『魏略』三題

灰人

 陳壽撰『三國志』に注を施した裴松之が依った史料の一つに、魚豢撰『魏略』がある。この『魏略』については唐代の劉知幾撰『史通』に「魏時京兆魚豢私撰『魏略』、事止明帝。(内篇題目第十一)」とあり、魏代に魏の人によって編纂された同時代史で、それに伴う弊害もあるとは言え、資料的価値は高いと言える。


 一方、同書外篇古今正史第二で劉知幾は「魚豢・姚察著魏・梁二史、巨細畢載、蕪累甚多、而俱牓之以畧、考名責實、奚其䘮歟」とし、『梁書』の初編者であった姚察と共に「巨細畢く載せ、蕪累甚だ多し」と、真偽の定かでない逸話を載錄しているとする。裴松之自身も引用しておきながら批判を加えている例もあり、同書が散佚している事も相俟って、利用には注意が必要な書物と言える。

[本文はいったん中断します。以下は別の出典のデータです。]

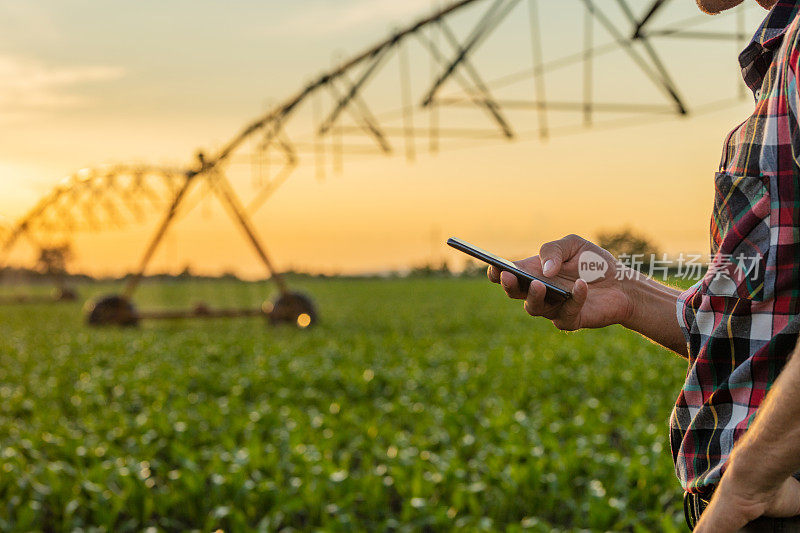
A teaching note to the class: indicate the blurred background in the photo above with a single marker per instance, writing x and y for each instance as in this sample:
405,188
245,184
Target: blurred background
86,85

 ただ、如何に「巨細畢く載せ」ているとは言え、全く定見無く載錄しているとは思えず、何らかの意図があったと考えられる。そこで、批判が多いと思われる、蜀漢に係わる逸話三題に関して、既に各処で言及され、論究し盡くされた感もあるが、少し視点を変えて、その載錄の理由の面に着目して考察してみたい。